Sunday, September 6, 2009

Rain and Ramadan

The month of September is notorious for erratic weather, and so far it is living up to expectations. It is the middle of Ramadan, so no one in the vilage is eating or drinking anything from sunup to sundown. They wake up at 5:30am to eat a few spoonfuls of "funde" - millet porridge - and then wait until around 7:30pm to drink a cup of coffee, a glass of bissap, and maybe a loaf of heavy village bread. The days pass extra slowly for me, since there is a low energy level all around. I spend a lot of time reading. Crops are slowly ripening, but not quite ready to harvest yet. Meanwhile, the rains have made cell phone service uncertain, and Internet nonexistant in Nioro.
A few days ago something happened to add some spice to this Ramadan schedule. In the evening, rain and speeding winds started to arrive. Before long there was lighting, heavy downpour, booming thunder right overhead, and the wind roared against my thin aluminum door. I lay in bed listening to the storm.

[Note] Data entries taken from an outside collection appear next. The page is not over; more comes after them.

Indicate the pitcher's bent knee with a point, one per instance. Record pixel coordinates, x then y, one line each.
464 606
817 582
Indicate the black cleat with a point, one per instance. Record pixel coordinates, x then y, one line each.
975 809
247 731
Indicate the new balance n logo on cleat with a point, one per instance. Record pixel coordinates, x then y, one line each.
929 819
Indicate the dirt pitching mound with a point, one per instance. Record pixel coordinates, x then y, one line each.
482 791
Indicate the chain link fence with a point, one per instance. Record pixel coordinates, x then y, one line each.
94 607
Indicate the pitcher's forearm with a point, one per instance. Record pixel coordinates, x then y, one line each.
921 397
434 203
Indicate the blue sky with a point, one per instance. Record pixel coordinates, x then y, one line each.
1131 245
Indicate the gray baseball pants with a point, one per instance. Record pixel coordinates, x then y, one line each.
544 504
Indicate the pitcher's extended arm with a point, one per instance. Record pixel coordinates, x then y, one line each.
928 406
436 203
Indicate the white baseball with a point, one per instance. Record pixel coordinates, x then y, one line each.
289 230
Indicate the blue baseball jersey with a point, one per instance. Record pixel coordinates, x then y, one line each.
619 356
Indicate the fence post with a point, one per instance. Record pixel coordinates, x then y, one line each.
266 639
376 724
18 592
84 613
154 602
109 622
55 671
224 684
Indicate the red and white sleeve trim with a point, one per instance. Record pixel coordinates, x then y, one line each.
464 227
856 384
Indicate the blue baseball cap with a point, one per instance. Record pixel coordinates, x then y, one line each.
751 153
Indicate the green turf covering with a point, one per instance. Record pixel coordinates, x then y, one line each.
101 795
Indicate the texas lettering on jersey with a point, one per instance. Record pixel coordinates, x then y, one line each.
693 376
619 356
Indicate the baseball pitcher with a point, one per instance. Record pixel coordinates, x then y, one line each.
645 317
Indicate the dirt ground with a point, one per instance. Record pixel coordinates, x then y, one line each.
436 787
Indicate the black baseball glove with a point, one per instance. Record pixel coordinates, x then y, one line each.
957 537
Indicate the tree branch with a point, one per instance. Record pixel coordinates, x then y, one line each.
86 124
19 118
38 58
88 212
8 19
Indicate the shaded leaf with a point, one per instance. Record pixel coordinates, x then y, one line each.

The next morning, when I tried to open my back door, I found all my millet-stalk fences lying on the ground. When I opened by front door, I encoutered an entire tree right on my steps! The storm had torn it down. Several of my backyard trees were snapped in two, and the family's fencing was all plastered to the earth, the fenceposts pulled from their holes. But our compound was lucky. Some peoples' roofs blew away; some older huts collapsed under the pelting rain. Almost all the village trees had some damage. Plenty of people are now missing walls.
It took a full day to put up all the fences, clear out the fallen timber, and salvage bits from where they had been scattered. Still, Keur Ali Gueye was fortunate in my mind. Despite all the destruction, most houses are still more or less intact, and miraulouly, no one was hurt that I know of.